7. Work with probability thresholds of 0.5.

cm_05 <- 
  df2 |>
  summarise(
    TP = sum(pred_05 == 1 & sex == "female", na.rm = TRUE),
    FP = sum(pred_05 == 1 & sex == "male",   na.rm = TRUE),
    TN = sum(pred_05 == 0   & sex == "male",   na.rm = TRUE),
    FN = sum(pred_05 == 0   & sex == "female", na.rm = TRUE)
  )
cm_05
  TP FP TN FN
1 36  3 51  3
accuracy_05 <- (36+51)/93
accuracy_05
[1] 0.9354839
Prec_05 <- (36)/(36+3)
Prec_05
[1] 0.9230769
recall_05 <- (36)/(36+3)
recall_05
[1] 0.9230769
F1_05 <- (2*(Prec_05)*(recall_05))/((Prec_05)+(recall_05))
F1_05
[1] 0.9230769

8. Work with probability thresholds of 0.8.

cm_08 <- 
  df2 |>
  summarise(
    TP = sum(pred_08 == 1 & sex == "female", na.rm = TRUE),
    FP = sum(pred_08 == 1 & sex == "male",   na.rm = TRUE),
    TN = sum(pred_08 == 0   & sex == "male",   na.rm = TRUE),
    FN = sum(pred_08 == 0   & sex == "female", na.rm = TRUE)
  )
cm_08
  TP FP TN FN
1 36  2 52  3
accuracy_08 <- (36+52)/93
accuracy_08
[1] 0.9462366
Prec_08 <- (36)/(36+2)
Prec_08
[1] 0.9473684
recall_08 <- (36)/(36+3)
recall_08
[1] 0.9230769
F1_08 <- (2*(Prec_08)*(recall_08))/((Prec_08)+(recall_08))
F1_08
[1] 0.9350649

Explain why knowing the null error rate is important when evaluating models.

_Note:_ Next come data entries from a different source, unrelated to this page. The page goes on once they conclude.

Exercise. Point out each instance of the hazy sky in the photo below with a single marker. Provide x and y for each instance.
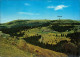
(39, 9)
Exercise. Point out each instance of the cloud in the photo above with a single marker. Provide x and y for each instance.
(27, 4)
(59, 7)
(28, 13)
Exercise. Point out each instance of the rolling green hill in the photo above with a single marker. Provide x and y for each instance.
(40, 38)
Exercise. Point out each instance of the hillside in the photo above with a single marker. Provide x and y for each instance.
(40, 38)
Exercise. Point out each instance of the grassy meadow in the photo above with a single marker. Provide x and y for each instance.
(40, 38)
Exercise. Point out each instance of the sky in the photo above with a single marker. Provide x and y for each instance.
(39, 9)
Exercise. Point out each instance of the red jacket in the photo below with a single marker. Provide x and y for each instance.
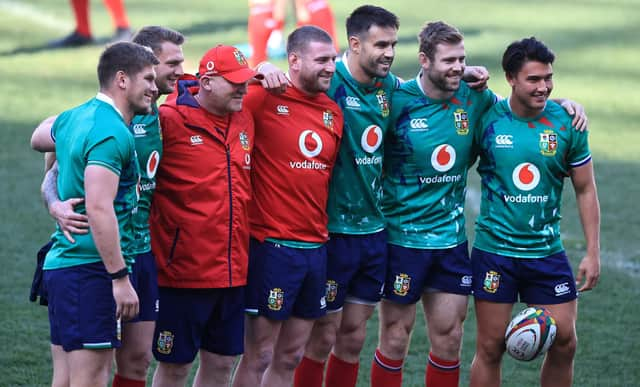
(199, 217)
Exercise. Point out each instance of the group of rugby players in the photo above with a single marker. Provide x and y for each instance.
(267, 214)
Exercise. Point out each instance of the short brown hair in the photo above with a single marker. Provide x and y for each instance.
(435, 33)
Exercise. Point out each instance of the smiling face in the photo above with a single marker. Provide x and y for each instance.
(531, 86)
(312, 69)
(443, 73)
(375, 50)
(170, 67)
(141, 90)
(222, 96)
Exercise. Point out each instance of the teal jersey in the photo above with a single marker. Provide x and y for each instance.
(428, 152)
(355, 189)
(523, 163)
(148, 139)
(93, 134)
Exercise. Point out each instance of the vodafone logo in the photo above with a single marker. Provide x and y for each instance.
(371, 138)
(526, 176)
(152, 164)
(419, 123)
(443, 158)
(310, 147)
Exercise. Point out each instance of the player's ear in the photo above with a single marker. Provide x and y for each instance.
(423, 59)
(354, 44)
(121, 79)
(294, 61)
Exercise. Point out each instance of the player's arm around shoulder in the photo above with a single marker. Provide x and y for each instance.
(575, 110)
(42, 139)
(584, 185)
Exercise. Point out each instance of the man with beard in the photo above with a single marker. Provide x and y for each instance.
(297, 139)
(199, 221)
(518, 252)
(134, 356)
(427, 155)
(87, 280)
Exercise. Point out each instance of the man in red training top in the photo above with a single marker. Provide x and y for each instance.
(297, 140)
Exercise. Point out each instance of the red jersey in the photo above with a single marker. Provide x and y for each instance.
(297, 140)
(199, 216)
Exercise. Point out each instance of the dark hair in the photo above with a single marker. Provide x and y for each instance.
(362, 18)
(528, 49)
(435, 33)
(298, 40)
(128, 57)
(154, 36)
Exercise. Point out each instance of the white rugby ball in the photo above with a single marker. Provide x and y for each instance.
(530, 333)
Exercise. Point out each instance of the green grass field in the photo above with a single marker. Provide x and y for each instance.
(597, 65)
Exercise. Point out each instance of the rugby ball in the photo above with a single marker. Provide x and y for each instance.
(530, 333)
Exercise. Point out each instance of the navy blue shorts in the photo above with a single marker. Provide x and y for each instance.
(412, 271)
(540, 281)
(194, 319)
(357, 265)
(285, 281)
(144, 278)
(82, 311)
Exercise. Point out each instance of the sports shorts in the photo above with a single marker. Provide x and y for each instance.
(194, 319)
(411, 272)
(356, 269)
(82, 311)
(541, 281)
(285, 281)
(144, 278)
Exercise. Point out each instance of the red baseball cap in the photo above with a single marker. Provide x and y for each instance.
(227, 62)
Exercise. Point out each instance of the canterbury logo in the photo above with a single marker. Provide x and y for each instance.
(504, 139)
(282, 109)
(353, 102)
(419, 123)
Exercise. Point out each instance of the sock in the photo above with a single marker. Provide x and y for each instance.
(386, 372)
(341, 373)
(118, 13)
(120, 381)
(81, 12)
(308, 373)
(442, 373)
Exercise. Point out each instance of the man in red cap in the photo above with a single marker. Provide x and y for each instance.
(199, 221)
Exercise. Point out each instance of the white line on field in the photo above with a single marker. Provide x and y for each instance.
(34, 15)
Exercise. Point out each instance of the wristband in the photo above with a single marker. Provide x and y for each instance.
(120, 273)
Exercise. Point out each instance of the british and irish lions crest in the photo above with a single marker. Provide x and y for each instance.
(276, 299)
(165, 342)
(402, 284)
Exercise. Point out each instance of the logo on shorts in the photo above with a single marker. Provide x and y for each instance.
(548, 143)
(165, 342)
(562, 289)
(276, 299)
(491, 281)
(332, 290)
(461, 119)
(402, 284)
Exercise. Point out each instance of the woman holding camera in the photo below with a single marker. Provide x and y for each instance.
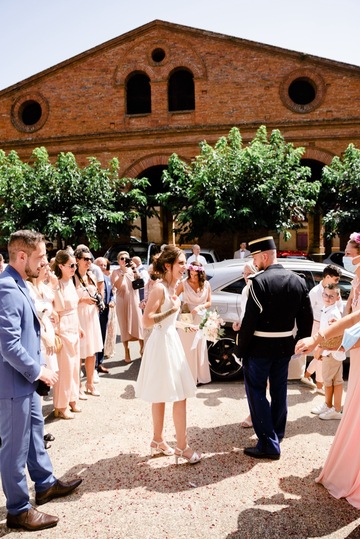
(86, 288)
(127, 303)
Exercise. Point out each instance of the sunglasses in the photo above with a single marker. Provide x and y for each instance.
(329, 296)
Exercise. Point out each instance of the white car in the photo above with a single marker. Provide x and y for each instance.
(227, 282)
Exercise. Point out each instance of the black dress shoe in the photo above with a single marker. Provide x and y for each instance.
(58, 490)
(257, 454)
(31, 520)
(101, 368)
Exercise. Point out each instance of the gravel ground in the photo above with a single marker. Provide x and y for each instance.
(127, 494)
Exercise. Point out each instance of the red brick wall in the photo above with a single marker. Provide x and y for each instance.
(237, 83)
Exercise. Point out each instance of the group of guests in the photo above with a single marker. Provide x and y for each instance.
(68, 293)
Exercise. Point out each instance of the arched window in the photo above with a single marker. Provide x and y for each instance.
(181, 91)
(138, 94)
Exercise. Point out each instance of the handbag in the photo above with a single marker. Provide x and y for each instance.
(138, 283)
(57, 344)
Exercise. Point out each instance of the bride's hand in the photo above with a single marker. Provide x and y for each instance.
(305, 345)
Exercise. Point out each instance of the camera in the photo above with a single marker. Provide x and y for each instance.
(99, 302)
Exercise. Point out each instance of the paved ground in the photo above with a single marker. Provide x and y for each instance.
(126, 494)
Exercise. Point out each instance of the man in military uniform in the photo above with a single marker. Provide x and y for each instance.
(278, 313)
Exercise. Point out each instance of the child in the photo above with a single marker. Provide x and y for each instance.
(332, 366)
(331, 275)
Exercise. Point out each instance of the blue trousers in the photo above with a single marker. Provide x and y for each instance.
(22, 445)
(268, 418)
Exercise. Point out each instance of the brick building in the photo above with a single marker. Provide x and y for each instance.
(163, 87)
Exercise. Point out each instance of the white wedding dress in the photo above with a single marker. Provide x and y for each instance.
(164, 374)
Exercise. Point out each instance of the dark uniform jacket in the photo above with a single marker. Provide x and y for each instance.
(278, 302)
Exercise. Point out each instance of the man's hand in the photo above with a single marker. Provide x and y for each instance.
(48, 376)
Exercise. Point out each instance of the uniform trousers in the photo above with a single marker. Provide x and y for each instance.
(268, 418)
(22, 444)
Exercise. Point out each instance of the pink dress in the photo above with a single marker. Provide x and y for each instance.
(127, 309)
(66, 388)
(341, 472)
(89, 321)
(197, 357)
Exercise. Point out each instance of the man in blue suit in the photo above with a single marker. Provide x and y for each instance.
(21, 368)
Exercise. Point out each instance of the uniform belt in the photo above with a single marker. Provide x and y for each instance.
(273, 334)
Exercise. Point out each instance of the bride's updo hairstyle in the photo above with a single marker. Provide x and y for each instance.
(168, 255)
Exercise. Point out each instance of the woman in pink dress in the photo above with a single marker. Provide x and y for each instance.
(127, 303)
(86, 288)
(341, 472)
(196, 295)
(66, 389)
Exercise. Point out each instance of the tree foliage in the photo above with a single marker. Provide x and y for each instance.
(340, 193)
(64, 201)
(230, 187)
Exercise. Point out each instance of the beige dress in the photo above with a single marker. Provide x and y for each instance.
(197, 356)
(66, 388)
(127, 309)
(43, 297)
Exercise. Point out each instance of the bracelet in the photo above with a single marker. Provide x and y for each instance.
(159, 317)
(318, 340)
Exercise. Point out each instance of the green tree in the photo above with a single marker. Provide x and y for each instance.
(340, 193)
(64, 201)
(230, 187)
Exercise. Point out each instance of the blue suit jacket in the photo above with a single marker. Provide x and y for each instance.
(20, 352)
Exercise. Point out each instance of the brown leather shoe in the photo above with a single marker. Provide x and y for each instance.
(101, 368)
(32, 520)
(58, 490)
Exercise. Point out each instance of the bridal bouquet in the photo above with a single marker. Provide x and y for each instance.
(210, 326)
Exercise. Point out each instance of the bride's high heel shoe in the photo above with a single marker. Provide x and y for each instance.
(91, 390)
(194, 459)
(155, 447)
(63, 414)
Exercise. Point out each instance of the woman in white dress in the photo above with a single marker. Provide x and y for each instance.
(164, 374)
(196, 295)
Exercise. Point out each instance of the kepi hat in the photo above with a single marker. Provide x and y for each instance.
(262, 244)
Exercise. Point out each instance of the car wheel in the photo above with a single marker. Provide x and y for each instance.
(222, 363)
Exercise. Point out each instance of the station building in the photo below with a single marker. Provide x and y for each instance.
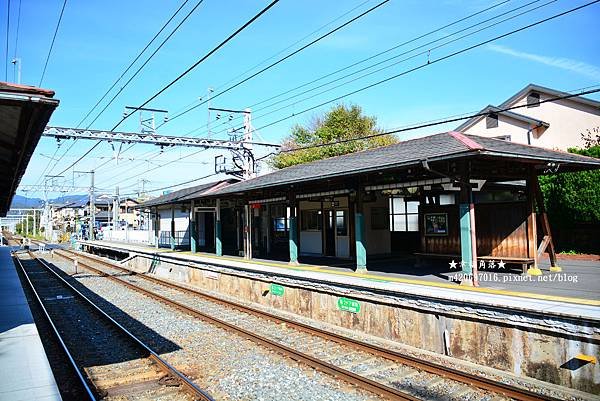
(454, 196)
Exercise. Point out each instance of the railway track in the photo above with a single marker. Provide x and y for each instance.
(111, 363)
(382, 371)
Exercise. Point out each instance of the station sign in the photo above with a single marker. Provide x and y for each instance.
(348, 305)
(277, 289)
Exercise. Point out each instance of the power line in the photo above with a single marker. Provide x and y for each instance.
(131, 78)
(387, 51)
(144, 64)
(52, 44)
(192, 67)
(445, 26)
(7, 34)
(315, 31)
(439, 122)
(331, 32)
(293, 44)
(133, 62)
(18, 27)
(431, 62)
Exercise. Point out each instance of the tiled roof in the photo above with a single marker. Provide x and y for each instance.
(186, 193)
(524, 92)
(443, 146)
(493, 109)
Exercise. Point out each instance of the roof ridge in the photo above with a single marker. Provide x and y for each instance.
(468, 142)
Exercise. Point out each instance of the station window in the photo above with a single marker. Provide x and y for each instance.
(379, 218)
(279, 218)
(310, 220)
(491, 120)
(341, 223)
(404, 214)
(533, 99)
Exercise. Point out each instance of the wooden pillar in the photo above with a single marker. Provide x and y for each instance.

NER helps us check for data class imbalance. When data is skewed toward the majority class, accuracy may appear inflated, while the minority class is more easily misclassified or missed.

Conclusion

By calculating thresholds of 0.2, 0.5, and 0.8:

—Threshold 0.5 yields stable performance across metrics, suitable for most datasets but not necessarily the optimal choice. The decision depends on whether higher precision or recall is prioritized.

—At threshold 0.2, recall is higher but precision is lower. While accuracy remains high, it becomes less significant due to sample imbalance and is generally considered. Threshold 0.2 is more suitable for medical screening to identify correct cases and reduce misdiagnosis; however, precision should not be too low to ensure results remain accurate.

—At 0.8, both precision and accuracy reach 0.95. Recall is slightly lower than at 0.2, while F1 is 0.4 higher. Overall, the model with threshold 0.8 performs stronger. Its superior metrics make it more suitable for tasks requiring correct classification, such as estimating gender ratios in a college, where it minimizes misclassifications and yields more stable statistical results.